Если я снова вернусь в Германию, то я должен начать именно такую новую жизнь: стать лесорубом в лесу! Жить в избушке под кронами огромных елей. Каждое утро заново точить пилу. Какая же это радость слышать, как она певуче вгрызается в ствол дерева! Но каждое утро я буду брать с собой на делянку и кожаный ранец. В нем должен лежать каравай свежего хлеба. И пластина розового сала, которое я буду обжаривать на костре, пока оно не потемнеет. Да, в ранце найдется, конечно, место и для бутылочки хлебной водки. Сделав глоток прямо из горлышка, я позавтракаю. И почему я раньше не стал лесорубом? Потому что после долгих лет учебы я выбрал профессию, которая казалась мне более значимой. Очевидно, лесоруб скрывался где-то в глубине мой души, когда я занимался «более значимым» делом.

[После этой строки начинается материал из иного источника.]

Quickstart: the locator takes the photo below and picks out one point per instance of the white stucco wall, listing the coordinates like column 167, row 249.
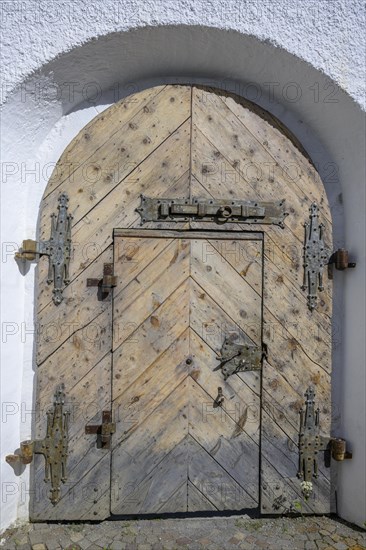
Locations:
column 304, row 61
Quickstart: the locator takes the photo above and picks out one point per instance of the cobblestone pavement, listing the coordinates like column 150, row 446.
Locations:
column 218, row 533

Почему, собственно говоря, мы, люди «лучших» профессий, так недоверчиво относимся к утверждению, что в каждой работе есть своя прелесть?
– Да, если бы у нашей пилы были целы все зубья, работать было бы одно удовольствие! – заявляет Пчелка Мая. – Тогда бы мы легко распилили два ствола по двадцать метров каждый.
– А вот если бы у нас был хоть кусочек хлеба! – вздыхает кто-то.
Вместе с двумя соседними группами мы сидим вокруг костра. Сушим мокрые рваные валенки и брюки и постепенно снова возвращаемся к жизни.
– А хотите, я расскажу вам, как у нас в Шлезвиг-Гольштейне готовят «царство небесное»? – начинает кто-то разговор на самую важную для нас тему, о еде.
Тут же кто-то раскрывает рецепт приготовления тюрингской кровяной колбасы. Затем следует рассказ о том, как испечь яблочный штрудель или баварский омлет по-царски. Мы не забываем обсудить и свиную ножку, и свиную рульку, а также деревенскую простоквашу.
– Да прекратите же вы! От таких разговоров можно сдохнуть или сойти с ума! – с наигранным возмущением крикнет, наконец, кто-нибудь из нас.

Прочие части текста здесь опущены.